“The Graduate” will turn 50 next year. In the unlikely event that you’ve never seen it, the protagonist of the movie is a young, idealistic, newly-minted Baby Boomer college graduate with no clear plans who is confronted with a future in an adult world that looks drab, corrupt, and overly materialistic. He is comically seduced by Mrs. Robinson, a much older woman who stands for all of the corruption of her generation. In the end, of course, our hero ultimately retains his ideals and prevails.
The movie is a classic of its kind, but it should be seen as a myth or a cartoon; the distinction between the boring, racist, materialistic World War II generation and the truth-seeking Boomers was always absurd. Today, of course, the tables have turned; Boomers are largely viewed as being narcissistic and self-indulgent, while Mrs. Robinson would be lauded as a member of the “Greatest Generation.” Tom Brokaw probably believes she fought heroically for our freedom at Omaha Beach. But that is a topic for another day.

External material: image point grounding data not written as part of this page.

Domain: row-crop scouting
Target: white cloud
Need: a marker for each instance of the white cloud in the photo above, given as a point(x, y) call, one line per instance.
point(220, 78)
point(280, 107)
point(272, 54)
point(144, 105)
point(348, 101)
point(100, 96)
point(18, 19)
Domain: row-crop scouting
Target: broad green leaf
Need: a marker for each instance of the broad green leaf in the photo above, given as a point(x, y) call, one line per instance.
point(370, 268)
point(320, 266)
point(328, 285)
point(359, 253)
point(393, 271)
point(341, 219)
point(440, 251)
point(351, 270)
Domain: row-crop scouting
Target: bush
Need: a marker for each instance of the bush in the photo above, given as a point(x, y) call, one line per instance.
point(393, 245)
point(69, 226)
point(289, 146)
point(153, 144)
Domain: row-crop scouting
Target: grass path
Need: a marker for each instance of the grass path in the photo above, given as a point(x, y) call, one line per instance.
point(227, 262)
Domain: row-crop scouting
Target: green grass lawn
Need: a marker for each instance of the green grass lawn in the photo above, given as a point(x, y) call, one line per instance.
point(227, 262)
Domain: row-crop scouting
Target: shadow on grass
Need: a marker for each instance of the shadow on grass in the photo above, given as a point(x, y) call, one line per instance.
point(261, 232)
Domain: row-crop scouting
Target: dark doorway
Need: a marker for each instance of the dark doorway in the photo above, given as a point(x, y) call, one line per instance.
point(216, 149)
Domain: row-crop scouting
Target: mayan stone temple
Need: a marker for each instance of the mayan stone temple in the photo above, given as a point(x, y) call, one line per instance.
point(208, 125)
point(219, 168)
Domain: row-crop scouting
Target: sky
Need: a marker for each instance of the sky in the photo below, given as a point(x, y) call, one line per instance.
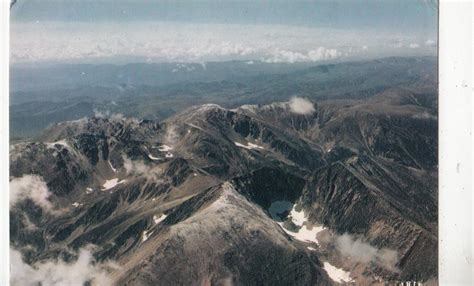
point(199, 31)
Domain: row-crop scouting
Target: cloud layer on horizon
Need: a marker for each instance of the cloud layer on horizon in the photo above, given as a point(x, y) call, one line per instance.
point(179, 42)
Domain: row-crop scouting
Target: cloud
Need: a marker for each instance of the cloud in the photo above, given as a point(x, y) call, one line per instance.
point(286, 56)
point(30, 187)
point(430, 43)
point(301, 106)
point(364, 252)
point(180, 42)
point(58, 272)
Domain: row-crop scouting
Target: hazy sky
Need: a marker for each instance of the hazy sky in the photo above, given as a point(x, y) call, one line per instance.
point(198, 31)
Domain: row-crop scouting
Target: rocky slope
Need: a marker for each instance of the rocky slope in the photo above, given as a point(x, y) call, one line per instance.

The current relevance of this is simple; it is clear that many Sanders supporters, and possibly even Bernie himself (he is a sixties guy, after all) see their campaign against Hillary Clinton in much the same light as the movie. My advice to them is to get over their self-righteousness and move on. In the real world, as opposed to the mythological one portrayed in the movie, there are no perfect candidates, and no completely pure political choices; every election requires an identification of the lesser evil. Hillary is not the Democrats’ equivalent of Mrs. Robinson, and Donald Trump is, in fact, a clear and present danger to the country.